Der Dritte, Michael K, ein 61-jähriger Industriekaufmann aus Solingen, erzählt er habe zusammen mit einem Freund [Der Freund sagt später als Zeuge aus.] erst zwei bis drei Minuten in 10 bis 15 Meter Entfernung links vor der Bühne gestanden als der Angreifer an ihnen vorbeigesprungen sei. Er habe gedacht, es sei eine Schlägerei im Gange. Er habe den Ruf „Allahu Akbar“ vier bis fünfmal gehört. Er habe gespürt, wie es an seiner Schulter warm geworden sei. Er habe gemerkt, wie das Blut pulsiert. Er habe dagestanden und gedrückt, gedrückt, gedrückt. Er habe gehört „Verstorben“. Er habe gesehen, wie ein Mann verstorben sei. Er habe geglaubt zu sterben „Da geh ich jetzt als erster.“. Da sei es hinten sehr stark voll Blut gewesen. Er habe gedacht „Ich brauchte jetzt auch Hilfe.“ Er habe im Notarztwagen etwas warten müssen. Dann ging es nach Solingen ins Krankenhaus. Im Schockraum sei er klar gewesen. Er habe einen 7 cm langen Schnitt erlitten.

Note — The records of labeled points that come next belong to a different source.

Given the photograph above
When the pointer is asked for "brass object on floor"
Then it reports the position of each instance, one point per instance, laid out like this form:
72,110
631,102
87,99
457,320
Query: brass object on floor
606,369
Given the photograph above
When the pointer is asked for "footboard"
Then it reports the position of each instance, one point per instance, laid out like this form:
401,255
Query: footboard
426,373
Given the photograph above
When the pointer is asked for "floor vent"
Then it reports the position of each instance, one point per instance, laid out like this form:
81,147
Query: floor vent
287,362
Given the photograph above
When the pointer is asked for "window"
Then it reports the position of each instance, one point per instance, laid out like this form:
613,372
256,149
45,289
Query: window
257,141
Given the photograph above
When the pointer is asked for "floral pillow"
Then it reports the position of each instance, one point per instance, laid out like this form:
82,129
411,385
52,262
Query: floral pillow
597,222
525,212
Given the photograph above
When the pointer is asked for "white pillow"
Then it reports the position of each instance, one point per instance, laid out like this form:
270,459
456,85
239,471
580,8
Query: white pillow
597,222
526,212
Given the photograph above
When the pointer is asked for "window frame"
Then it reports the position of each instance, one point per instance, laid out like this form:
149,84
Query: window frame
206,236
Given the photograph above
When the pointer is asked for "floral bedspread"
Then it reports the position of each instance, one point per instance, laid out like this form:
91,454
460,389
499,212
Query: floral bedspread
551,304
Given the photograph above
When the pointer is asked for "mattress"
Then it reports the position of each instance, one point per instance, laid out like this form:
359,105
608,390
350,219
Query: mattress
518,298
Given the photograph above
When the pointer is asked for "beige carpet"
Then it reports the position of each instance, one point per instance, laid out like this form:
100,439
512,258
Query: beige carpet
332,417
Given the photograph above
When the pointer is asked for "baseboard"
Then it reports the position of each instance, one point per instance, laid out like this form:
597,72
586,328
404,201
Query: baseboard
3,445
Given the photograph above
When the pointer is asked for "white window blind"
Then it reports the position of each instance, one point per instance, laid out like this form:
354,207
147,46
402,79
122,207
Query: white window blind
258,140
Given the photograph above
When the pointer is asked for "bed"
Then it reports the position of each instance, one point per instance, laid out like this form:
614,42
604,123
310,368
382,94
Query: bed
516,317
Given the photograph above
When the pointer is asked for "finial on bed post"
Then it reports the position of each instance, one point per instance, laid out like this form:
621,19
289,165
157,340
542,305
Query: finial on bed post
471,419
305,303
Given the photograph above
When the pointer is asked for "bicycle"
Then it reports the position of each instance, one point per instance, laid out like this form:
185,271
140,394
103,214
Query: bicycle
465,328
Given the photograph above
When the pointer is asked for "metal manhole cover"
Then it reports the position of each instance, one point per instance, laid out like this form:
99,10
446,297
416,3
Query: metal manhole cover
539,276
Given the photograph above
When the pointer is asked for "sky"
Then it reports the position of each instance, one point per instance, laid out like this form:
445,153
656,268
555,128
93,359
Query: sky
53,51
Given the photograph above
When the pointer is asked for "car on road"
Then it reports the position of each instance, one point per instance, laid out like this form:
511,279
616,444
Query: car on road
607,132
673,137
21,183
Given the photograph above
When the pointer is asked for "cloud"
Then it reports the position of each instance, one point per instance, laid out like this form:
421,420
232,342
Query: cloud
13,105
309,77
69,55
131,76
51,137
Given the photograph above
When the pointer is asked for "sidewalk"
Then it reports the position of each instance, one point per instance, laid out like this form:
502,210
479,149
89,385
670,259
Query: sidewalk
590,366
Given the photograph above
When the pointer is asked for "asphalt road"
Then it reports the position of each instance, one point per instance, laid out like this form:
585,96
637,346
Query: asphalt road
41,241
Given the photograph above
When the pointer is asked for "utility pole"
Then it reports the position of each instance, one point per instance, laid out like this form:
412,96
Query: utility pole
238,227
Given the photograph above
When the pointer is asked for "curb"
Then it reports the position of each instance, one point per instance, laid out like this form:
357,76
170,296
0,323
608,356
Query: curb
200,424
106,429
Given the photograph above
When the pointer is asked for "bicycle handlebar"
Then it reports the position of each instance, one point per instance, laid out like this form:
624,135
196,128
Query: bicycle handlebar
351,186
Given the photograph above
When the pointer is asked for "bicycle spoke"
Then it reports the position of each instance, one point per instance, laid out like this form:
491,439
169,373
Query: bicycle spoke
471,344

Es seien aber keine großen Gefäße verletzt worden und es sei keine OP notwendig gewesen. Die Bilder der Verletzung werden in Augenschein genommen. Wieder versucht der Richter die Position des Zeugen vor der Bühne genau zu klären.

Als letzter Zeuge für diesen Prozesstag berichtet Hendrik N., 64, der zusammen mit Michael K. vor der Bühne stand, aus seiner Erinnerung heraus von dem Geschehen. Ihn habe die Musik mitgerissen. Die Musiker hätten sich fast in Trance gespielt. Es gab Aufruhr, Bewegung, Schreie. Ich habe das nicht wahrgenommen. Er und Michael K. hätten sich fragend angeschaut. Es gab einen Stopp in der Mitte der Bühne. „Ich habe das überhaupt nicht verstanden.“. Dann habe sich das Knäuel vor der Bühne aufgelöst. Da habe es jemanden gegeben, der wegelaufen sei. Er und Michael K. hätten sich gedreht. „Wir standen Schulter an Schulter.“. Dann habe sich Michael K. an die Schulter gefasst. „Ich habe dann einen Filmriss.“. „Ich muss jetzt irgendwo Hilfe holen.“. „Das da Menschen reanimiert wurden, das habe ich gesehen.“. Ein Polizist habe seine Personalien aufgenommen. Er selbst sei körperlich nicht verletzt worden. Er sei in Psychotherapie. Er habe nur einen Aufprall gespürt. Er habe dem Täter einmal kurz in die Augen geschaut. Er habe den Mann im Rahmen seiner Therapie mehrmals gezeichnet. „Das ist ein Soldat, der auf mich losgegangen ist.“. Auf die Frage des Richters, ob er wieder Vollzeit beschäftigt sei, erklärt er er sei nicht mehr so belastbar wie vorher. „Es hat mein Leben wirklich verändert!“. „Ich muss Ihnen noch etwas zeigen.“ erklärt der Richter und nimmt eine Jacke mit Einstichen in Augenschein. „Das ist meine Jacke.“ bestätigt der Zeuge. Der Richter versucht auch hier die genaue Position des Zeugen vor der Bühne zu klären.

Die Unterbrechung

Eigentlich wäre der Prozesstag damit wohl zu Ende gewesen, doch der Verteidiger beantragt nach der Vernehmung des Zeugen überraschend noch eine Unterbrechung. Nach der Unterbrechung erklärt der Verteidiger, dass der Angeklagte Angaben zum Verbleib eines zweiten Mobiltelefons gemacht habe, die er dem Gericht im Anschluss im Detail bekannt geben werde. Weiterhin habe er Angaben zu der gelben Regenjacke, die dem Angeklagten bei seiner Festnahme getragen habe und die ihm nicht gehöre, gemacht. Er habe diese entwendet, weil ihm kalt gewesen sei. Der Angeklagte wolle auf Google Maps Angaben machen, wo er die Nacht verbracht habe.

Der Angeklagte bestätigt dem Richter „Ja, das stimmt.“.